Fair Trade, Qur’anic Studies & Islamophobia Awareness

Fair Trade, Qur'anic Studies and Islamophobia Awareness

As the nights draw in and the spooky celebrations recede into the distance, we are delighted to share the highlights from the Journal of Fair Trade and ReOrient: The Journal of Critical Muslim Studies. In recognition of Islamophobia Awareness Month, we also invite you to explore Islamophobia Studies Journal which focuses on the systematic study of Othering Islam and Muslims. It is produced in collaboration with the Islamophobia Research and Documentation Project at the Center for Race and Gender at Berkeley.

All of our journals are Diamond Open Access and all articles are free to read. You can see our whole collection and the archive on  ScienceOpen and JSTOR.

Journal of Fair Trade Volume 5, Issue 2 is the second special issue produced in association with the Fair Trade International Symposium. In the first article, “Faith communities and Fair Trade towns in the UK: Raising awareness of sustainable development”, Mark Dawson explores how the Luton Fair Trade Town (FTT) campaign raises awareness on the interconnected issues of sustainable communities, social justice, inequality and marginalisation, and also concerns for the environment. Allison Loconto explores how voluntary sustainability standards, including the  Fairtrade standards, generate impact in “State of the Art: The impact of sustainability standards”…

In “The Sustainable Cocoa Debate: key controversies” Mantiaba Coulibaly-Ballet and Allison Locontoexplore ongoing tensions surrounding three key areas of sustainability practices: fair remuneration of producers, child labour and deforestation based on interviews in Côte d’Ivoire, Ghana, and European countries.  Zoia Pavlovskaia and Ali Kara’s paper on “Small business perceptions of barriers for adopting Fair Trade business model in the USA: Let’s give them the magic wand!” explores the motivations, characteristics, and perspectives of owners and managers of small and medium-sized enterprises (SMEs) in Media, Pennsylvania, the first Fair Trade Town in the USA.

And finally Elisabeth Schneider from Fairtrade International explores “The Fairtrade Academic Collaboration Model: Putting in place the building blocks of collaboration between Fairtrade and academics”.

The latest issue of ReOrient Volume 9, Issue 1 is a special issue on The Qur’an and the Humanities.  The issue intends to showcase the significance of a purposefully multidisciplinary examination of the Qur’an and its myriad dimensions as a way to firmly situate Qur’anic studies as an integral part of the Humanities, beyond specific silos of technical specialisations. Tehseen Thaver introduces the issue in “Toward a Post-Orientalist Conception of Qur’anic Studies”.

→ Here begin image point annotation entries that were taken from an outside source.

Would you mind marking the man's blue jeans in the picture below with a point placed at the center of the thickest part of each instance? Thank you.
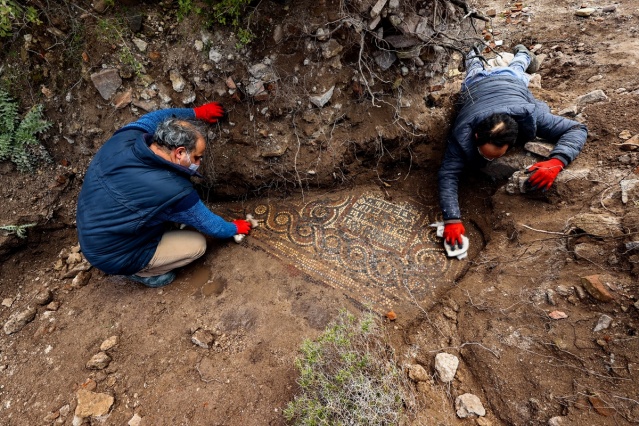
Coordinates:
(475, 69)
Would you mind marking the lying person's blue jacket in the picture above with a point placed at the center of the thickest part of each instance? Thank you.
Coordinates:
(493, 95)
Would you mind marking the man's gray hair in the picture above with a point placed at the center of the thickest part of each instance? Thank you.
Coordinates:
(176, 132)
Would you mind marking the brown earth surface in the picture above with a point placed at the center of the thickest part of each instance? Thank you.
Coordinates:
(329, 186)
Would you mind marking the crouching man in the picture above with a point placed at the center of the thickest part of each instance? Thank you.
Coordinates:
(137, 186)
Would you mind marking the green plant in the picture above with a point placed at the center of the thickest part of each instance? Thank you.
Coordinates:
(111, 31)
(184, 8)
(11, 13)
(18, 141)
(19, 230)
(348, 377)
(231, 12)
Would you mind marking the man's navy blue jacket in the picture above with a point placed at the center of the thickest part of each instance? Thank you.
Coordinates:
(125, 189)
(493, 95)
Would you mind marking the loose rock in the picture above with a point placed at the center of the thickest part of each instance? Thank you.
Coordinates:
(136, 420)
(603, 323)
(417, 373)
(99, 361)
(18, 320)
(109, 343)
(107, 82)
(43, 297)
(468, 405)
(594, 286)
(92, 403)
(203, 338)
(446, 366)
(591, 98)
(320, 101)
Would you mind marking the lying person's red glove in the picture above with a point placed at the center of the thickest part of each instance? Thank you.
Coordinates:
(243, 226)
(544, 173)
(453, 233)
(209, 112)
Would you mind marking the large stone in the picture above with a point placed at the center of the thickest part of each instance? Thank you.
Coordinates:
(468, 405)
(446, 366)
(628, 187)
(591, 98)
(594, 287)
(542, 149)
(99, 361)
(402, 41)
(109, 343)
(331, 49)
(504, 167)
(598, 225)
(177, 81)
(417, 373)
(375, 11)
(107, 82)
(92, 404)
(203, 338)
(18, 320)
(384, 59)
(321, 100)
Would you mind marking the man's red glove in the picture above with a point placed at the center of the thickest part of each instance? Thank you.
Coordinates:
(209, 112)
(544, 173)
(243, 226)
(453, 233)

Walid Saleh connects questions of chronology in the Qur’an with larger problems to do with processes of identity formation in early Islam in “Early Medinan Suras: The Birth of Politics in the Qur’an”.  Ash Geissinger seeks to reformulate our understanding of gender in the Qur’an in “Notes on the Siege’s Aftermath and Gendered Rhetoric in the Qur’an: Towards a Reconsideration of Q. 33:34”.

In “Finding the Qur’an in Imitation: Critical Mimesis from Musaylima to Finnegans Wake” William Sherman turns his attention to instances of attempts on the part of a range of actors, Muslim and non-Muslim, to produce Qur’anic imitations. Drawing on tools of literary theory Emmanuelle Stefanidis examines the stakes involved in offering competing chronologies of the Qur’an by Western scholars in ”In Search of Chronology: Narratives of Qur’anic Evolution in Western Academia”.

Tehseen Thaver asks, and addresses, the question of how we might theorise the relationship between Qur’an exegesis, ritual practice, and the formation of religious identities and communities in “Retrieving the Senses in Qur’anic Exegetical Texts: Shaykh Abu al-Futuh Razi’s Persian Qur’an Commentary”. In “Qur’anic Orality and Textual Epistemologies of the Humanities” Lauren Osborne makes a case for rethinking the exclusive privileging of textual interpretation as the touchstone of scholarship on the Qur’an.

And finally in “Ignoring the Bible in Qur’anic Studies Scholarship of the Late Twentieth Century” Devin J. Stewart uncovers the multiple political, institutional, and disciplinary factors that might explain this odd absence, through a focused intellectual history and analysis.